14- Unnecessary OID (object id) columns in tables whereas PK columns are enough:
This is the behavior of some persistence framework that your DBA never agrees upon. Many frameworks can’t handle multiple PK and FK keys. This is a very big handicap.
15- Inheritance has no meaningful usage:
Wrong motivation is that; “In object world, inheritance is a great structure so we must use it in relational world.” You don’t need inheritance in relational world. We don’t implement inheritance in our ORM solution and we don’t even need it. Traversing your persistent object one level below is not a hard job. Even your tables may already have some repeating redundant columns.
16- Primary and foreign keys are held in accompanying new classes causing many unnecessary classes:
When considering 1000 tables in our ERP system, applications have many persistent objects. If we had created PK and FK classes, it is going to be a total mess. We used simple strings for the solution of problem. I see in some frameworks PKs and FKs are held in their own classes.
17- Missing cluster support:
Many leading Application Servers support cluster, but to use cluster with persistent objects would not be easy. First of all, sequence generation and locking system should support cluster. I am sure that to write clusterable persistent objects would not be easy. Every application doesn’t need cluster but as your application grows than scalability and availability concern increases than cluster becomes necessary.
18- Missing database events:
Like triggers in databases, we sometimes need database event support, like row inserted, updated, deleted. This is especially required if you want to add support of BPM or Workflow to your application.
19- Missing authorization:
Row-level authorization just recently added to the feature list of ORM frameworks. Database connection users also can be separated according to user roles for security.
20- Missing dynamic rules:
Some validations or calculations may change over time and can’t be stated with static code or parameter. Persistent objects should support dynamic rule engines or mechanisms.
21- Missing object modeling tools for code generation:
Most of ORM framework have mapping design tools. Reverse engineering from database tables are a common feature. We should design objects and generate persistent objects from this design models.
22- Missing audit trailer:
In ERP systems, audit trailing is a very important requirement. Because of this reason, every table includes columns like insert time, user inserted, last edit time, last user edited etc. There should be ways to fill these columns or other helper tables transparently without appending to SQL statements by programmers.
23- Missing persistent object debugging utilities:
Persistent objects state (insert, update, delete, identical) should be visible. At runtime, sometimes persistent objects need to be accessed to read last SQL executed or field values. Instead of attaching a profiling software to production system, some debugging information should be provided.
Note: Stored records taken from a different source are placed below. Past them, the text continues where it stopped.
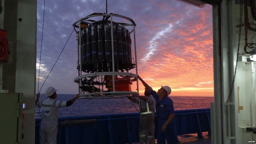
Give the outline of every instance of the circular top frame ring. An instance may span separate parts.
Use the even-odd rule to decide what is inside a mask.
[[[125,76],[130,76],[134,77],[135,78],[138,78],[137,75],[136,74],[132,73],[127,73],[124,72],[95,72],[94,73],[91,73],[84,74],[77,77],[75,78],[74,80],[74,82],[76,82],[77,81],[79,80],[80,78],[85,77],[90,77],[94,76],[108,76],[109,75],[114,75],[115,76],[121,75]]]
[[[133,26],[134,28],[132,29],[132,30],[130,32],[130,33],[131,33],[132,31],[133,31],[134,30],[134,27],[136,26],[136,24],[135,24],[135,22],[134,22],[134,21],[133,21],[132,19],[129,18],[128,17],[123,16],[123,15],[119,15],[117,14],[95,14],[94,15],[89,15],[85,17],[84,17],[82,18],[81,18],[79,19],[76,22],[73,24],[73,26],[74,26],[74,30],[77,33],[78,32],[76,30],[76,25],[77,24],[77,23],[78,23],[79,22],[82,21],[84,23],[87,23],[90,25],[92,25],[92,24],[91,23],[90,23],[89,22],[85,22],[84,21],[84,20],[86,20],[87,19],[89,18],[91,18],[92,17],[98,17],[100,16],[109,16],[110,17],[119,17],[120,18],[122,18],[129,20],[130,22],[132,23],[132,24],[128,24],[127,25],[121,25],[121,26]]]

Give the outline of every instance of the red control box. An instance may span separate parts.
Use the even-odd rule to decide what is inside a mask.
[[[7,32],[0,29],[0,62],[8,61],[8,44]]]
[[[109,83],[113,89],[112,82],[111,81]],[[129,77],[115,78],[115,90],[116,91],[131,91],[132,84],[132,81]]]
This is like a wish list and may be used by persistence framework developers. To build a persistent framework is very charming and looks like very easy but as you progress it requires a lot of resource. To justify your development investment, resources should be evaluated carefully thinking all the risks that your attempt may not produce result. Your initial framework will be used and then changing and evolving it be a real nightmare if you are not familiar with concepts and followed the wrong path.